To some extent, n-6/n-3 may reflect the cell accumulation of LA and the change of n-6/n-3 was calculated as Δn -6/n-3. The varied changes in the fatty acid compositions of all three different cell types treated with LA in the present study suggest that different responses to the additional LA of different cells may be related to the cell differentiation status, as undifferentiated cells LoVo may have the strongest survivability in response to the environmental LA concentration changes. The fatty acid composition changes occurred in differentiated cells Rko most obviously, then to a degree in undifferentiated cells LoVo, while normal cell line HUVEC could adjust the intracellular fatty acid ratio with less harm. LA can be transformed into n-9 monounsaturated fatty acid in LoVo, which suggests that LoVo can take in LA and reconstruct fatty acid composition to minimize the effect of additional LA. HUVEC and Rko lack this function. The analysis of cell viability to Δn -6/n-3 also suggests that normal cells HUVEC can resist fatty acid composition changes, while the two colorectal cancer cells were more sensitivity. And with pre-incubation of LA, undifferentiated cell line LoVo could adjust the normal metabolic pathway to reduce the toxicity of added LA.

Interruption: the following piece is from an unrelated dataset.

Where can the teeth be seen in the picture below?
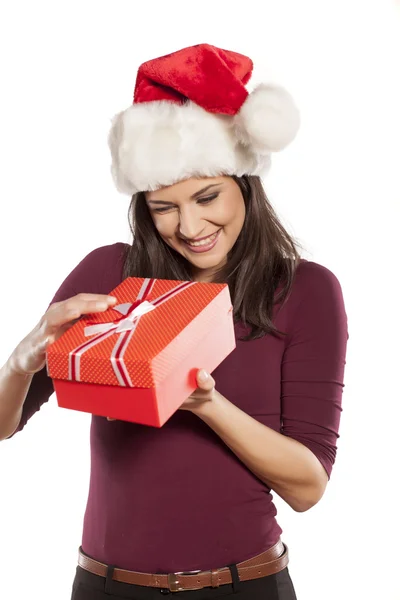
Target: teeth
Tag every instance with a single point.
(203, 242)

The results indicated that the three cell lines have varied ways to metabolize LA. For instance, Rko cells appear to be able to store LA in the cell membrane with an increase in membrane permeability and fluidity, while LoVo cells seem to desaturate and elongate the LA, which might be one of the reasons for the tolerance to the cytotoxic action of LA when they were pre-incubated with the fatty acids. The analysis of cell n-6/n-3 ratio to cell viability indicates that the ratio of n-6/n-3 was related to cell survival, either in normal treated or pre-cultured group, except for pre-cultured LoVo, which also suggests that LA-induced cell death is related to both the LA concentration and cell tumorous stage. The molecular mechanisms of LA metabolism, especially with different cell differentiated statuses, need further investigation, especially regarding whether n-6 fatty acids have an anti-tumor function.
We are thankful to the 985-Institute of Agrobiology and Environmental Sciences of Zhejiang University, China for use of the experimental equipment.